OpenAI's PostgreSQL setup shows how far proven systems can stretch when teams optimize deliberately instead of re-architecting prematurely. "For years, PostgreSQL has been one of the most critical, under-the-hood data systems powering core products like ChatGPT and OpenAI's API," OpenAI engineer Bohan Zhang wrote in a technical disclosure. "Over the past year, our PostgreSQL load has grown by more than 10x, and it continues to rise quickly." The company achieved this scale through targeted optimizations, including connection pooling that cut connection time from 50 milliseconds to 5 milliseconds and cache locking to prevent 'thundering herd' problems where cache misses trigger database overload.

Related Topics: #PostgreSQL #OpenAI #ChatGPT #Database Scaling #Connection Pooling #Azure Database #Read Replication #Performance Optimization #AI Infrastructure

Can a single-primary PostgreSQL truly sustain 800 million users? OpenAI says it does, running ChatGPT and its API on one Azure PostgreSQL Flexible Server for all writes. Nearly fifty read replicas spread across multiple regions handle the bulk of traffic.

The company stresses that deliberate optimization, not wholesale re‑architecting, allowed the system to stretch. “For years, PostgreSQL has been one of the most critical, under‑the‑hood data systems,” an OpenAI engineer noted, underscoring its long‑standing role. Yet the blog post stops short of detailing latency metrics or failure‑mode testing, leaving performance under peak load somewhat opaque.

While vector databases remain relevant for certain workloads, OpenAI’s choice highlights that proven relational engines can still meet massive scale when tuned carefully. Unclear whether this model will hold as usage patterns evolve or as new features demand different data access patterns. The approach, therefore, offers a concrete example of scaling through configuration rather than architectural overhaul, but its broader applicability remains uncertain.

Further Reading

Common Questions Answered

How did OpenAI scale PostgreSQL to support millions of users without sharding?

OpenAI used a single-primary database architecture with multiple read replicas on Azure Database for PostgreSQL. They optimized their approach by reducing unnecessary writes, using lazy writes, and carefully managing write loads to prevent bottlenecks in their database system.

What were the main challenges OpenAI faced with PostgreSQL's Multi-Version Concurrency Control (MVCC) design?

OpenAI encountered challenges with table and index bloat, complex autovacuum tuning, and increased Write-Ahead Logging (WAL) that could lead to replication lag.

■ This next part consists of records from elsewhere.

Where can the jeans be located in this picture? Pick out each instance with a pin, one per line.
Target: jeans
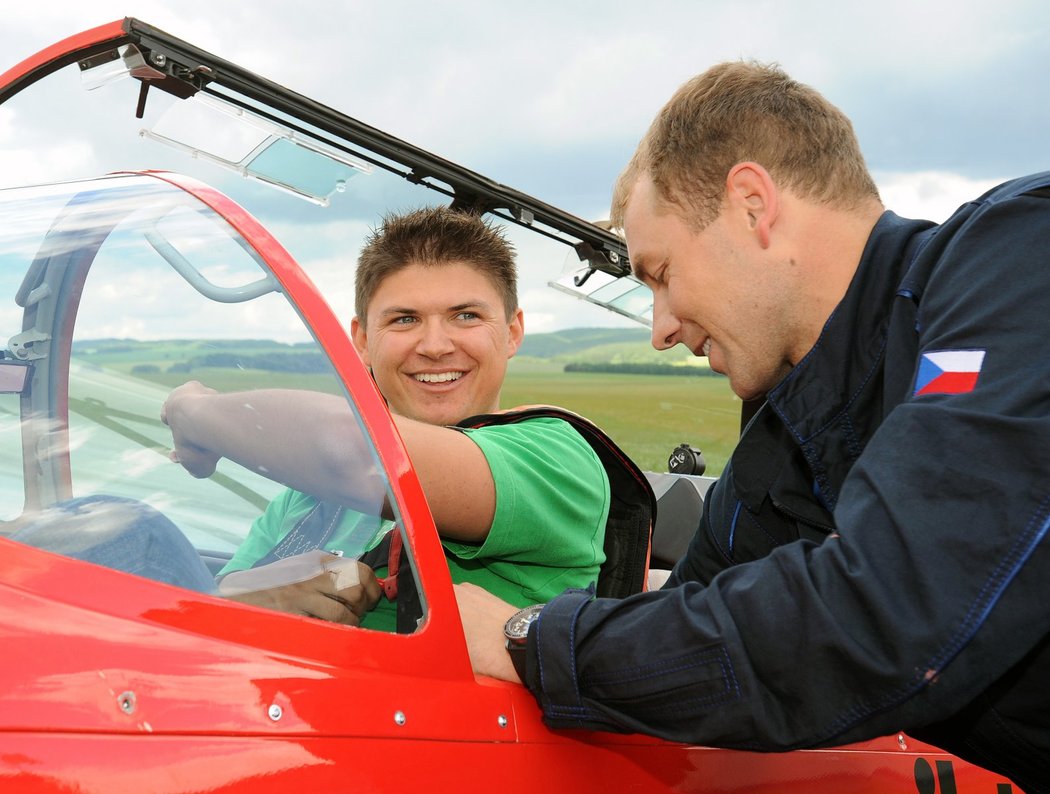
(120, 534)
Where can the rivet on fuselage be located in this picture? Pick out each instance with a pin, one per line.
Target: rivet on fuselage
(126, 702)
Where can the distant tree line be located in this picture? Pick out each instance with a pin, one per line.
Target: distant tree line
(639, 368)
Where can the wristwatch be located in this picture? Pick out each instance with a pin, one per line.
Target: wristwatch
(516, 631)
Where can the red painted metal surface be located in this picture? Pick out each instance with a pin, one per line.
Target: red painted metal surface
(110, 683)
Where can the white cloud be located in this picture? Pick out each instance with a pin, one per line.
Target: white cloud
(929, 194)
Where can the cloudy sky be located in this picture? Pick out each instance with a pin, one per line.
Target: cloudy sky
(551, 96)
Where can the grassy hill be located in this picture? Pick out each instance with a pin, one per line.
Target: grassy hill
(647, 415)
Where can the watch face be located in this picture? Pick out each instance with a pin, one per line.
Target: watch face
(517, 627)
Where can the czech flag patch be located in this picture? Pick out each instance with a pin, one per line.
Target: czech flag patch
(948, 372)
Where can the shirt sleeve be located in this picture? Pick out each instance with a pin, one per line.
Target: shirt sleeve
(932, 588)
(266, 530)
(551, 496)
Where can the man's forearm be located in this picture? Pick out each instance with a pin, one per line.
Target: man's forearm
(307, 440)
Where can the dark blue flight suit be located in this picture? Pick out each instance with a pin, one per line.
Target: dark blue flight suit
(901, 573)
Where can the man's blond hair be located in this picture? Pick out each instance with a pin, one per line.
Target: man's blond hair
(739, 111)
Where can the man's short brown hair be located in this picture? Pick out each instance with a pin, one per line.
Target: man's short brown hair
(433, 237)
(739, 111)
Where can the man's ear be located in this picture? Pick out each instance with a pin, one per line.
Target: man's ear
(751, 190)
(360, 339)
(517, 332)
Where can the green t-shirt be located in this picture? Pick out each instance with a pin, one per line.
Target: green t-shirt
(548, 533)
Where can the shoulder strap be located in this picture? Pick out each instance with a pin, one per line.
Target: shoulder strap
(632, 507)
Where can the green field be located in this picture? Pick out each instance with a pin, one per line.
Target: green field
(647, 415)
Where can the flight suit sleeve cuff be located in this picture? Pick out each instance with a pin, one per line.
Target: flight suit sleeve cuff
(551, 665)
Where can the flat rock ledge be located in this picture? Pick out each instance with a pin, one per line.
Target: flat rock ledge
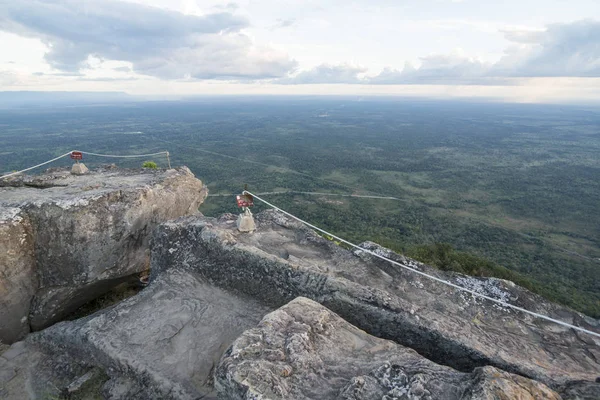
(66, 239)
(283, 260)
(163, 343)
(304, 351)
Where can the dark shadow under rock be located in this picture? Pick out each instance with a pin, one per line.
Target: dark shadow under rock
(162, 343)
(304, 351)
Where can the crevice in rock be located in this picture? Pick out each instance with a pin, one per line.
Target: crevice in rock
(114, 296)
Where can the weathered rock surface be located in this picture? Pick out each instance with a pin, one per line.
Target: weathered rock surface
(305, 351)
(15, 371)
(80, 236)
(162, 343)
(282, 260)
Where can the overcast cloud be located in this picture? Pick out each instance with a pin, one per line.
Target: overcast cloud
(157, 42)
(298, 44)
(562, 50)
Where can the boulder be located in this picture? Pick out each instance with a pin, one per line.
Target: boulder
(162, 343)
(304, 351)
(79, 169)
(282, 260)
(66, 239)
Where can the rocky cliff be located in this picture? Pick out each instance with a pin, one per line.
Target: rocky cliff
(282, 313)
(66, 239)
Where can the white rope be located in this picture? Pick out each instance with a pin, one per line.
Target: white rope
(311, 193)
(35, 166)
(455, 286)
(117, 156)
(84, 152)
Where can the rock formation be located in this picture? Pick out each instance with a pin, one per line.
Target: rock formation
(282, 313)
(304, 351)
(282, 260)
(66, 239)
(162, 343)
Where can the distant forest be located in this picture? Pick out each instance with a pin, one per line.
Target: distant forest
(505, 190)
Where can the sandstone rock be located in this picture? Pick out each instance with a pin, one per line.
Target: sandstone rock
(79, 237)
(162, 343)
(245, 222)
(305, 351)
(18, 278)
(15, 371)
(439, 322)
(79, 169)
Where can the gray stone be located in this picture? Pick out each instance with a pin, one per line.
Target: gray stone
(16, 372)
(245, 222)
(305, 351)
(79, 169)
(440, 322)
(162, 343)
(79, 237)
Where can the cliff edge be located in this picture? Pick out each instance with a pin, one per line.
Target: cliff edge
(66, 239)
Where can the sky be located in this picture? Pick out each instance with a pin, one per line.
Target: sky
(525, 51)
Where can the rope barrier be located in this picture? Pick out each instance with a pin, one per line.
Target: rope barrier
(453, 285)
(35, 166)
(118, 156)
(91, 154)
(312, 193)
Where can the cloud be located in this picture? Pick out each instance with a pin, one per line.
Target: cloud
(325, 73)
(561, 50)
(284, 23)
(436, 69)
(157, 42)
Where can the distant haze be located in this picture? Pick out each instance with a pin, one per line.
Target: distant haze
(524, 51)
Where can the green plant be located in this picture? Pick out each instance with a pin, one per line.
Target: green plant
(149, 164)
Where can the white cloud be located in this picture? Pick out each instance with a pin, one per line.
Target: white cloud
(562, 50)
(343, 73)
(156, 42)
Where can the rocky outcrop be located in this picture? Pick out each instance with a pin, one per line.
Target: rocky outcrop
(282, 260)
(67, 239)
(163, 343)
(305, 351)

As the number of replicas grew, they also had to manage potential network bandwidth constraints.

How did OpenAI manage write scalability in their PostgreSQL infrastructure?

OpenAI addressed write scalability by offloading write operations wherever possible, avoiding unnecessary writes at the application level, and using controlled backfills and lazy writes to smooth out write spikes. They also strategically migrated extreme write-heavy workloads with natural sharding keys to other systems.